# new guy... with a 34.....



## KINGLEH (Feb 26, 2007)

ive been lurking for a while.... but finaly joined... :clap: 

here is my car...































newer pic with brakes and front lower splitter...














ready for the track with 285 hoosier R6 tires... on CCW wheels..













with some buddys
























on the dyno... 543whp @ 19psi.... i run 23psi with racegas now... but dont have dyno #s


----------



## gtrlux (Mar 8, 2006)

An other porn owner on here . . . great looking car:clap:


----------



## Rostampoor (Nov 20, 2006)

Really nice R34 you have there! Perfect HP for a fast road car. ( My opinion )
Hopefully by summer, i will have those figures.

-Rostampoor


----------



## crazyass (Sep 12, 2006)

great looking R34. that wheels are just amazing and suit perfectly your car.
great buy. congratulations:thumbsup:


----------



## MacGTR (Dec 31, 2006)

Pure sex...


----------



## JapFreak786 (Aug 29, 2003)

pOrn!

got a bigger picture of the 2nd one,as i want that as my wallpaper!


----------



## r33 v-spec (May 24, 2002)

Very sweet looking car. 

Top effort!! 

Looks very similar to Nicolas Kiesa's car, if it isn't bar the Nismo bumper


----------



## greek r34 (Sep 26, 2003)

*nice*

nice mate ,can you post up some general specs , and the country live in cause it seems you have alot of sun over there.


----------



## jamesbilluk (Aug 10, 2006)

Looking really nice mate, and nice power too.

james.


----------



## KINGLEH (Feb 26, 2007)

thnx guys...


i dont have a hires version of the 2nd pic.... the original version is on my other computer... that is broken... i think the porn killed it....


----------



## sparks (May 10, 2005)

Another lovely bayside blue R34 , great work !!!


----------



## JapFreak786 (Aug 29, 2003)

damn,that pic is sweet aswelll


----------



## hyrev (Apr 30, 2004)

nice car, awesome pics.
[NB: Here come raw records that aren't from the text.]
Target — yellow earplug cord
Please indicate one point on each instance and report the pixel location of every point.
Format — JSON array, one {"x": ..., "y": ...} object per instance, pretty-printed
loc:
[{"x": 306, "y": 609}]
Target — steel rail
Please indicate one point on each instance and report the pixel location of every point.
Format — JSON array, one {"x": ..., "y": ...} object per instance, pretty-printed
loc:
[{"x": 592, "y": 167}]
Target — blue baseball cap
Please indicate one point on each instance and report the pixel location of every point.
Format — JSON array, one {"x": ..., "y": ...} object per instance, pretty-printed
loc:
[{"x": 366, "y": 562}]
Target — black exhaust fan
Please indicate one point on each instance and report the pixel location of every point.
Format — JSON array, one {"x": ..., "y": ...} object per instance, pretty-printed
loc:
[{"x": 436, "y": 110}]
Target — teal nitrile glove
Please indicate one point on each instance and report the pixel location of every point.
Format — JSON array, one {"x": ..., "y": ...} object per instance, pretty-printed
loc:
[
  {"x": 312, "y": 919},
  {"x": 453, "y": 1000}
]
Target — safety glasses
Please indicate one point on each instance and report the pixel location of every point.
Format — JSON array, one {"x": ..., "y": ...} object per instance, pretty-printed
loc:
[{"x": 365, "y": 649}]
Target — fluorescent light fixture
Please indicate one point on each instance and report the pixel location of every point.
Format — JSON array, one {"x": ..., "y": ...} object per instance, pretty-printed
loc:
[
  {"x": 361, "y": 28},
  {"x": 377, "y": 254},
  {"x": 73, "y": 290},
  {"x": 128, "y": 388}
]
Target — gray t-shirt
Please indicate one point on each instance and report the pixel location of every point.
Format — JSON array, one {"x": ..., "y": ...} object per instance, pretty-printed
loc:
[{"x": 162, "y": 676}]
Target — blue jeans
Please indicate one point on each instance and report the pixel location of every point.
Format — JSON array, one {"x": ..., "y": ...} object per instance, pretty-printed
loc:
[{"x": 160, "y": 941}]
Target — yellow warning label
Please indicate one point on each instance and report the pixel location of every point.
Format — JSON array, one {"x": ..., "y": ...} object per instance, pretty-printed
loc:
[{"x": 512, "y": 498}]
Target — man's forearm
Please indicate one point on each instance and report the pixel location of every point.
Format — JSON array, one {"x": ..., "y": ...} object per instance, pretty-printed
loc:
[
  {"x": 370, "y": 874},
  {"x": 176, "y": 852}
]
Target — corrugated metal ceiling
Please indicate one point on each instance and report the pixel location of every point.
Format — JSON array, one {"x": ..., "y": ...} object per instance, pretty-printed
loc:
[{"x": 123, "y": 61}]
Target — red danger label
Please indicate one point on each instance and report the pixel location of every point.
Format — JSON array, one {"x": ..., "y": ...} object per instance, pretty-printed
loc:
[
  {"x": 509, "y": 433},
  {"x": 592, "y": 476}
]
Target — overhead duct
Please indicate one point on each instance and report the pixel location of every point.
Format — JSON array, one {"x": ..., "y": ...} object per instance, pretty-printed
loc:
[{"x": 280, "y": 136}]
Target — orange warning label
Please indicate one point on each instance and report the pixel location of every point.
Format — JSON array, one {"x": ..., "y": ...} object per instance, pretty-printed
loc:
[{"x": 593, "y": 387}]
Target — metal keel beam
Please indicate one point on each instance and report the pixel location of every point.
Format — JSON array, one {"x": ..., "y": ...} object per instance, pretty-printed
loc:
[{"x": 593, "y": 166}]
Where are you from?


----------



## nismo1118 (Dec 7, 2005)

Really sweet ride man, would love to hear what you've done to the motor.


----------



## 6speed (Jul 18, 2006)

gtrlux said:


> An other porn owner on here . . . great looking car:clap:


I can attest that my wad blew.


----------



## 6speed (Jul 18, 2006)

It looks like Southern United States.

I see a 300C. Is that a MotoRex car?


----------



## hyrev (Apr 30, 2004)

KINGLEH said:


> ive been lurking for a while.... but finaly joined... :clap:
> 
> here is my car...


Charleston, South Carolina? I just looked at the boat on the left.


----------



## stealth (Jul 6, 2004)

Are all those 34's street legal or just for track use


----------



## NickM (Oct 25, 2003)

Stunning!:thumbsup:


----------



## deef (Aug 4, 2005)

ex example of a bay side gtr 34 in my opinion


----------



## Floyd (Dec 15, 2004)

Love those Advan TCII's. First time I've seen a set on a R34. Got them on my R32.


----------



## Rostampoor (Nov 20, 2006)

Floyd said:


> Love those Advan TCII's. First time I've seen a set on a R34. Got them on my R32.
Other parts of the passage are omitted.